Peki, İngiliz ekonomisinin Doğu Avrupalılar ve göçmenlerle yaşadığı bu sınav tüm Dünya'yı ve Avrupa'yı neden bu kadar çok heyecanlandırıyor? Brexit gerçekten de Avrupa'yı tuhaf bir zamanda yakaladı. Kuzeyinde ve Güneyinde yeterince dertle meşgul olan Avrupa, Londra'nın AB'den ayrılma kararıyla beraber yeni bir siyasi, iktisadi ve askeri geleceğe doğru ilerleyebilecek. AB için Birleşik Krallık sadece iktisadi bir güç anlamına gelmiyor. İngiltere küresel ve bölgesel birçok uluslararası örgüte, siyasi ve askeri karar alma mekanizmasına üye.

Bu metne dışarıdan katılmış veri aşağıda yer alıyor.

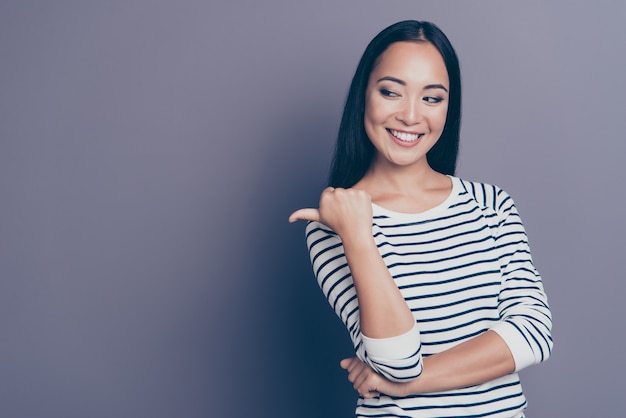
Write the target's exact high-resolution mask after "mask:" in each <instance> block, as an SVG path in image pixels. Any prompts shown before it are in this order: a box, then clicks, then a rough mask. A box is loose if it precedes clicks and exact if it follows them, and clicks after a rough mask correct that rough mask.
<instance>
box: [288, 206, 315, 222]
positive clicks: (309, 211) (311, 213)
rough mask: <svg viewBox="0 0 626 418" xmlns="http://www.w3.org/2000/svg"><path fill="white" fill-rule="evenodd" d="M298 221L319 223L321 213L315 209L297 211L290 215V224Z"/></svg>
mask: <svg viewBox="0 0 626 418" xmlns="http://www.w3.org/2000/svg"><path fill="white" fill-rule="evenodd" d="M297 220H303V221H317V222H319V220H320V211H319V210H317V209H313V208H304V209H298V210H297V211H295V212H294V213H292V214H291V215H289V222H291V223H293V222H295V221H297Z"/></svg>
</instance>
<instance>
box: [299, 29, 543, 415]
mask: <svg viewBox="0 0 626 418" xmlns="http://www.w3.org/2000/svg"><path fill="white" fill-rule="evenodd" d="M460 88H461V83H460V71H459V64H458V60H457V57H456V54H455V52H454V49H453V48H452V46H451V45H450V42H449V41H448V39H447V37H446V36H445V35H444V34H443V32H441V30H439V29H438V28H437V27H436V26H435V25H433V24H432V23H428V22H417V21H404V22H399V23H397V24H394V25H392V26H390V27H388V28H386V29H385V30H383V31H382V32H381V33H379V34H378V35H377V36H376V37H375V38H374V39H373V40H372V41H371V42H370V44H369V45H368V47H367V49H366V50H365V52H364V54H363V57H362V58H361V61H360V63H359V65H358V68H357V71H356V73H355V76H354V78H353V80H352V84H351V87H350V92H349V94H348V99H347V101H346V105H345V109H344V113H343V118H342V121H341V126H340V129H339V135H338V141H337V145H336V149H335V156H334V159H333V164H332V168H331V173H330V187H328V188H327V189H325V190H324V192H323V193H322V195H321V198H320V204H319V209H310V208H309V209H300V210H298V211H296V212H294V213H293V214H292V215H291V216H290V218H289V220H290V221H291V222H294V221H296V220H298V219H303V220H308V221H311V222H309V223H308V225H307V228H306V236H307V245H308V248H309V252H310V256H311V262H312V264H313V269H314V272H315V274H316V277H317V280H318V283H319V285H320V287H321V289H322V291H323V292H324V294H325V296H326V297H327V299H328V302H329V303H330V305H331V306H332V307H333V309H334V310H335V312H336V313H337V315H338V316H339V317H340V318H341V320H342V321H343V322H344V324H345V325H346V327H347V329H348V331H349V333H350V336H351V338H352V341H353V343H354V347H355V351H356V357H354V358H349V359H344V360H342V361H341V363H340V364H341V367H343V368H344V369H346V370H347V372H348V379H349V380H350V382H352V384H353V385H354V388H355V389H356V390H357V391H358V393H359V394H360V397H359V402H358V405H357V409H356V414H357V416H364V417H365V416H384V417H392V416H395V417H426V416H451V417H466V416H490V417H491V416H493V417H522V416H523V411H524V409H525V407H526V400H525V398H524V395H523V393H522V389H521V385H520V382H519V377H518V374H517V372H518V371H519V370H520V369H522V368H524V367H527V366H529V365H531V364H535V363H539V362H541V361H543V360H546V359H547V358H548V357H549V355H550V352H551V349H552V339H551V334H550V332H551V325H552V322H551V314H550V310H549V308H548V304H547V298H546V295H545V293H544V290H543V286H542V282H541V278H540V276H539V274H538V273H537V271H536V269H535V268H534V266H533V263H532V259H531V255H530V251H529V247H528V242H527V238H526V234H525V231H524V228H523V226H522V223H521V221H520V218H519V215H518V213H517V210H516V208H515V205H514V203H513V201H512V199H511V198H510V197H509V196H508V195H507V194H506V193H505V192H504V191H503V190H501V189H499V188H498V187H496V186H492V185H487V184H482V183H476V182H469V181H465V180H462V179H459V178H457V177H454V171H455V165H456V157H457V151H458V141H459V126H460V113H461V112H460V108H461V90H460Z"/></svg>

Bu Haziran'da İngilizler ayrılma tercihine evet derlerse Brüksel satranç oyunundaki vezirini kaybetmiş gibi olacak. Böyle bir olasılığın gerçekleşmesi halinde AB'nin uluslararası alanda ciddi bir güç ve itibar kaybına uğrayacağını söyleyebiliriz. Ayrıca düşünülmesi gereken bir husus daha var: Birlik içerisinde AB'nin lokomotif ülkesi olan Almanya'nın karşısında dengeleyici bir güç olarak Fransa ile birlikte İngiltere'ye de ihtiyaç bulunmakta. Kısaca ekonomik ve askeri gücü ve siyasi yönelimleri nedeniyle AB içinde stratejik dengenin sağlanması için Londra AB'nin parçası olmaya devam etmeli.



İNGİLİZ PRAGMATİZMİ YİNE ETKİLİ OLACAK MI?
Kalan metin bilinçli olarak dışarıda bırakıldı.